Dans La Mouette, Medvédenko aime Macha, qui aime Kostia, qui aime Nina, qui aime Trigorine, qui aime Irina… Toutefois, dans son adaptation, Veronese resserre sa trame sur le quatuor terrible de La Mouette : Irina, actrice à succès sur le déclin et son compagnon Trigorine, auteur adulé mais tourmenté, face à leurs doubles inversés, à peine éclos : Kostia, fils d’Irina qui se rêve écrivain et dont Irina méprise les aspirations, et Nina, fascinée par la notoriété de Trigorine et aspirante comédienne que Konstantin met en scène dans sa première pièce.

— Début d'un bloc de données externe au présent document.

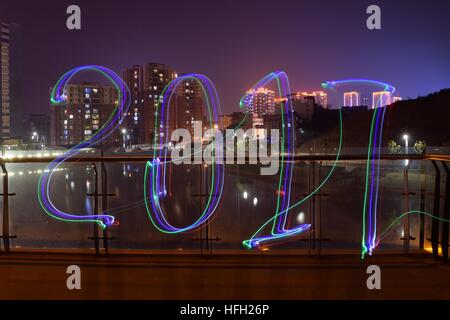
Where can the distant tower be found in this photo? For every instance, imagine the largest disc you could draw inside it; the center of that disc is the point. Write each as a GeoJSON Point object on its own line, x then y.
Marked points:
{"type": "Point", "coordinates": [320, 97]}
{"type": "Point", "coordinates": [260, 102]}
{"type": "Point", "coordinates": [5, 82]}
{"type": "Point", "coordinates": [351, 99]}
{"type": "Point", "coordinates": [381, 99]}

Cette pièce ou tout le monde court après quelqu’un d’autre pourrait s’apparenter à une comédie légère ; il n’en est rien. Car au fur et à mesure de son déroulement apparaissent les jalons qui mèneront au drame…

Cette Mouette argentine à l’atmosphère survoltée a tout oublié de sa langueur mélancolique originelle. Elle possède une violence abrupte, sans hystérie, sans outrance, magistralement servie par une troupe de comédiens très investis, au jeu physique détonnant ; hallucinés, ils sont incandescents !

Décor réduit au minimum, actualisation des situations, acteurs proches du public, condensation du texte, ellipses, accélération du rythme, vivacité de la parole, telle est la méthode Veronese ; efficace, séduisante, étonnante ! Toutefois, elle laisse ici apparaître ses limites car il est parfois difficile de suivre le tourbillon que devient Los hijos se han dormido. Son rythme effréné, les ellipses temporelles, et les répliques qui fusent et s’enchevêtrent ont tendance par moments à perdre le spectateur, surtout au début de la pièce (et la représentation en espagnol surtitré n’arrange rien !).

Mais si Veronese réécrit et bouscule La Mouette c’est pour, au-delà du vaudeville, mieux en faire ressortir toute la cruauté et mettre en évidence sa réflexion aiguë sur l’amour (ou plutôt le manque d’amour) et sur la création artistique. Il propose une mise en scène d’une densité, d’une intensité et d’une âpreté incroyable qui garde toute la pâte humaine de Tchekhov, en la revivifiant.

Et au moment du dénouement, on reste choqué. Même si on connaissait la fin, même si on pouvait s’y attendre…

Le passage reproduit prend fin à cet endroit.